Many, many organizations have invested huge amounts in customer relationship management (CRM) applications software and these investments have generated a wide range of outcomes from successfully increased revenues and customer retention all the way down to dismal write-offs of the total investment.
Ensuring that CRM benefits are realized relies on the companies improving the way they interact with customers across channels and product groups. Most companies still lack a systematic way to pass leads and service requests from one channel or product group to another. Success then relies on leaving it up to dutiful employees to bridge the gap by making exceptional efforts…..or not.
For too many companies the effort required to coordinate across functional boundaries and business unit silos just doesn’t exist even though research shows that improving a company’s case-management (the ability to track sales leads and complex service requests) through relatively modest changes in processes, technology and organization design can increase revenues by 10 to 20 percent while reducing customer churn by 5 to 10 percent.
Too often a CRM deployment is sponsored by a specific function resulting in sales leads and service requests being isolated because of functional silos and functional systems that are not linked. Even when employees pass leads from one unit to another it is often difficult to succeed as there is no process to ensure that someone does something with that opportunity.
From a service perspective most companies can easily solve simple account issues but fail to deal with situations satisfactorily when problems cross boundaries of business units or product groups. Employees may understand these boundaries but customers could not care less and too often the customer becomes the coordinator for resolution of the issues. These ‘moments of truth’ lie at the heart of customer attrition.
Adopting a broader CRM approach as a philosophy not as an application is the solution, requiring better coordination and follow through on customer interactions across every part of the organization. By making cooperation systematic, companies can deliver a better customer experience. The core processes need to cut across organizational lines. Alignment across the leadership groups and all functions is critical. There needs to be a single view of the customer and variability within customer interactions needs to be reduced or even eliminated.

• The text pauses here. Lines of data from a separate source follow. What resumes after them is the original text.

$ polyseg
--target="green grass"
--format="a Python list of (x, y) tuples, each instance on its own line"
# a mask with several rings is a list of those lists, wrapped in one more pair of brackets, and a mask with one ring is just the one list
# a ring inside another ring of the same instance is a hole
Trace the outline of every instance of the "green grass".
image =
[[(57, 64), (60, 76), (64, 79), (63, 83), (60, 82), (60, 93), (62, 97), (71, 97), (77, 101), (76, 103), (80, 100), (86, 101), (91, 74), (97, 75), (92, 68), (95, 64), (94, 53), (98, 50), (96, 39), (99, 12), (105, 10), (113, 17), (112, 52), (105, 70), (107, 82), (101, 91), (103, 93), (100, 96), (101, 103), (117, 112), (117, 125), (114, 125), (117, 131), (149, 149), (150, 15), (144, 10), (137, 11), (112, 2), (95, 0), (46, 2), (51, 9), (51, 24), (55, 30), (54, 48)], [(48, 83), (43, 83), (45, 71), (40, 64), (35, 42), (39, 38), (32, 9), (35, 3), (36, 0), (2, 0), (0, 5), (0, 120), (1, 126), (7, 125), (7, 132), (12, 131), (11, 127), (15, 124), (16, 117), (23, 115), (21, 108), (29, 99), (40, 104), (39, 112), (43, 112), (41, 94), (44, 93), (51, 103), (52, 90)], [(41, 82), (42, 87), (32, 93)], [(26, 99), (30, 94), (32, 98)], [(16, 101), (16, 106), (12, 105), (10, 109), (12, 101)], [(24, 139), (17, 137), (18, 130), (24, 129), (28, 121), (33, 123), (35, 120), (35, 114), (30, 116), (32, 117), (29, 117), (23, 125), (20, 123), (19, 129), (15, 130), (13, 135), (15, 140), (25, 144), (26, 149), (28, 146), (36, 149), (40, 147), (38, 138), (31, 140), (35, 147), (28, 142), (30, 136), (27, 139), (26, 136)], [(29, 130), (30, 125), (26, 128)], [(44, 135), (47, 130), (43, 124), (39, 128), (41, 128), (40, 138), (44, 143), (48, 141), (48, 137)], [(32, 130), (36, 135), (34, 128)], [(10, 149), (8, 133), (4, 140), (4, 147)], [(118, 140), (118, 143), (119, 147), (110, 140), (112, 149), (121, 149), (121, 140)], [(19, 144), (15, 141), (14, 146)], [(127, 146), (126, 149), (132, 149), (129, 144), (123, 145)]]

The opportunity lies in capturing unstructured information and creating the right incentives for staff to share the information in an appropriate and effective manner. Typically the IT system requires only modest modification – the requirement is to enable information to pass seamlessly from the department that records it to the department that can act on it. Establishing a case-management approach that crosses boundaries is not easy because many departments can be involved and often there is no obvious owner. But as we mention frequently, just because it is hard doesn’t mean that it shouldn’t be done. So where to start?
To build capability the organization first needs to assess the current processes and identify where the missed opportunities are occurring. Next, determine the potential value of each opportunity identified against the cost of the effort required to capture it. Establish this as a norm and ensure that there is an ongoing assessment of the companies’ customer interaction processes. With any changes made the results need to be measured to ensure the assumed benefits and increased performance is being realized.
Ultimately neither money nor technology represents the main obstacle to building a cross functional case-management approach that can improve sales, reduce customer service costs and improve customer retention. The real barrier is the inability for the organization to identify the opportunity and act on it.